Nos anos 2000, já na condição de membro da Academia Brasileira de Letras, Faoro continuou a refletir sobre o Brasil, sempre com espírito questionador e profundo compromisso com a justiça. Mesmo após seu falecimento em 2003, Faoro permanece presente nas páginas que escreveu e nos valores que cultivou.
Para garantir o reconhecimento perene, o Conselho Federal da OAB criou em 2008 a Medalha Raymundo Faoro, destinada a personalidades que contribuíram significativamente para o fortalecimento do Estado Democrático de Direito. A OAB Paraná tem uma visão crítica dos parâmetros adotados para a concessão da honraria, mas louva a ideia do resgate sistemático da história de Faoro. A entrega da medalha deveria sempre levar sempre em conta a influência de Faoro na consolidação das instituições e reafirmar seu legado como referência ética para a advocacia.

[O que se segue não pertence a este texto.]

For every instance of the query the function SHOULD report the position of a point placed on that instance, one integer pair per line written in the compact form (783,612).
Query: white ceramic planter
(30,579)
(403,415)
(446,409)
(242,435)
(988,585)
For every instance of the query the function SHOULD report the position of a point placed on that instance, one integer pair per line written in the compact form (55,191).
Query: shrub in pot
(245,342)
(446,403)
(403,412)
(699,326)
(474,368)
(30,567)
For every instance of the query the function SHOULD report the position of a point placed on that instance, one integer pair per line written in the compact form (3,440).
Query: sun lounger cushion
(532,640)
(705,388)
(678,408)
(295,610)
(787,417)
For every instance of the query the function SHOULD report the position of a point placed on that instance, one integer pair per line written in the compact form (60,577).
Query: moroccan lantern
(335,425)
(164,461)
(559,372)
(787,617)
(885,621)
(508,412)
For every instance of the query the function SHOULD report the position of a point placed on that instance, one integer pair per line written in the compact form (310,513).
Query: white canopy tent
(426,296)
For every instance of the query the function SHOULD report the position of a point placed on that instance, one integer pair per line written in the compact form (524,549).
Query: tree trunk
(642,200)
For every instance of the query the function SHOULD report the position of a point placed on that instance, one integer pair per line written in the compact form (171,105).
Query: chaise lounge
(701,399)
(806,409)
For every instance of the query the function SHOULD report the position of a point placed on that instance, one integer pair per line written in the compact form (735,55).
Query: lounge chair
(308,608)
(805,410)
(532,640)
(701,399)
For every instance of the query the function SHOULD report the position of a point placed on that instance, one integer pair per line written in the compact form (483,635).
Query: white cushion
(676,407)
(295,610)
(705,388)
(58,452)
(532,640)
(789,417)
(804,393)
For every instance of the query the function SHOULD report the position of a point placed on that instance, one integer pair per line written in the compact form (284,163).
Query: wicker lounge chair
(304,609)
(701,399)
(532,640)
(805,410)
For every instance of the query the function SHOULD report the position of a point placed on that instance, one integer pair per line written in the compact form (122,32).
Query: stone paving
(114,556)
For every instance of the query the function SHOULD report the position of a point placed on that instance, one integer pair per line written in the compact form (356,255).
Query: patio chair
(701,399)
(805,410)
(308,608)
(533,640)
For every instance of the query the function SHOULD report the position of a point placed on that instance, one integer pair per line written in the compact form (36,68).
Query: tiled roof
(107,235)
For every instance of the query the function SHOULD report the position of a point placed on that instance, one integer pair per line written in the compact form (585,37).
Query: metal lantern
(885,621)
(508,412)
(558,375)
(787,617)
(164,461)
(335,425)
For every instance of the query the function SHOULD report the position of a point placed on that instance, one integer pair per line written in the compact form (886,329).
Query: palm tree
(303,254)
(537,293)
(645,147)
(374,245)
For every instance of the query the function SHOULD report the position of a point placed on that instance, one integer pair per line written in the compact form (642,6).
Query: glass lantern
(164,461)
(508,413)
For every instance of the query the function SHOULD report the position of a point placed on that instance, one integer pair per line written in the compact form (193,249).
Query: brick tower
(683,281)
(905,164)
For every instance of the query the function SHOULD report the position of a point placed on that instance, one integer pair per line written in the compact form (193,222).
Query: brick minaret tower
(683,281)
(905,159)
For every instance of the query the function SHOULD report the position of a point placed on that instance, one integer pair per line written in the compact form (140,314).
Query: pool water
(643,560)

Os desafios institucionais do nosso tempo incluem tentativas de erosão das garantias constitucionais, polarização extrema, baixa disposição para o diálogo, discursos autoritários e desprestígio da política. Para enfrentá-los, a obra e a trajetória de Raymundo Faoro oferecem à advocacia uma rota de lucidez, não somente pelos valores, mas pela coerência entre teoria e prática.
Devemos olhar para Faoro não como uma figura do passado, mas como um espelho para o presente e um farol para o futuro. Inspirar-se nele é, sobretudo, recusar o conformismo e reabilitar o papel da advocacia como instrumento de transformação e vigilância democrática.
Raymundo Faoro nos ensinou que o poder sem limites corrompe, mas também que a resistência constrói. Neste centenário de nascimento, sua voz ainda deve ser ouvida para nos lembrar: ao Brasil não faltam apenas juristas competentes, mas também consciências comprometidas com a justiça. A história o fez centenário. Cabe à advocacia torná-lo eterno.
Luiz Fernando Casagrande Pereira, advogado, é presidente da OAB Paraná.